Absences non remplacées, classes surchargées, heures de cours perdues et cantine fermée : que ce soit dans le quartier des Sept-Deniers ou en plein centre-ville, la pénurie de remplaçants fragilise le quotidien des petits Toulousains. Parents et enseignants dénoncent une situation devenue structurelle et réclament des réponses rapides.
Depuis le 23 janvier, une classe de petite et grande sections de l’école des Sept-Deniers fonctionne sans remplaçant à temps plein. L’enseignante est en arrêt maladie, prolongé récemment. « Une remplaçante est venue un mercredi matin pendant trois heures. C’est absurde », déplorait avant les vacances d’hiver Anthony Grasperge, co-président des parents d’élèves qui espère qu’en cette rentrée des classes une solution pérenne sera trouvée.
Entre seize et vingt jours de classe auraient été perdus, soit jusqu’à 93 heures d’enseignement. Les enfants sont répartis dans d’autres classes, certaines dépassant les trente élèves. « Mon fils est en grande section, ils sont 31 », témoigne une mère. Bruit, fatigue, apprentissages fragilisés : « C’est l’âge où ils commencent la lecture. Dans ces conditions, c’est compliqué. »
Même tension à l’école Sarrat. Depuis le 29 janvier, deux enseignantes sur cinq ont été absentes. Certaines journées se sont déroulées avec seulement trois professeurs pour cinq classes. « On s’est retrouvés avec jusqu’à seize élèves en plus par classe », explique une représentante des parents. Dans certains cas, les effectifs ont frôlé les quarante élèves. « Ce n’est plus vraiment du cours, c’est presque de la garderie. »

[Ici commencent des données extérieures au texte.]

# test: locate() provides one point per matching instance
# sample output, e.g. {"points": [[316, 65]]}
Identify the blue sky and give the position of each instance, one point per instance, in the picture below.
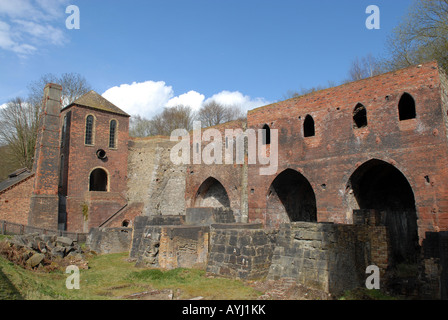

À ces difficultés s’ajoute la grève des agentes techniques, épuisées par des effectifs réduits. La cantine a dû fermer plusieurs jours, obligeant les familles à s’organiser en urgence.
Une instabilité qui dure depuis des mois
À l’école Ada Lovelace, la situation s’étire depuis la rentrée. Une enseignante, absente depuis le 4 septembre après un accident, n’a jamais été remplacée durablement. « On a eu une dizaine de remplaçants, mais jamais sur la durée », explique une enseignante. Aujourd’hui, un remplaçant n’intervient que trois jours par semaine. Le reste du temps, les élèves sont répartis ailleurs.
Dans cette classe partagée entre CP et CM1-CM2, les conséquences inquiètent. « Certains CP ne savent toujours pas lire », affirme une mère. Les enseignants évoquent une continuité pédagogique « très limitée ».
Une mobilisation devant le rectorat
Face à ces situations, parents et enseignants se sont rassemblés jeudi 19 février à 12 h devant le rectorat de Toulouse pour demander des remplacements pérennes. « On voulait des explications. On n’a pas été reçus », regrettent des parents présents sur place.
Courriers, demandes d’audience et menaces de recours devant le tribunal administratif se multiplient dans les trois établissements. « C’est dommage de devoir menacer pour être entendus. On parle de la scolarisation de nos enfants », insiste un parent. « On ne veut pas déplacer le problème ailleurs. On veut des moyens supplémentaires. »
Sollicité, le rectorat n’avait pas répondu à nos questions au moment de la rédaction.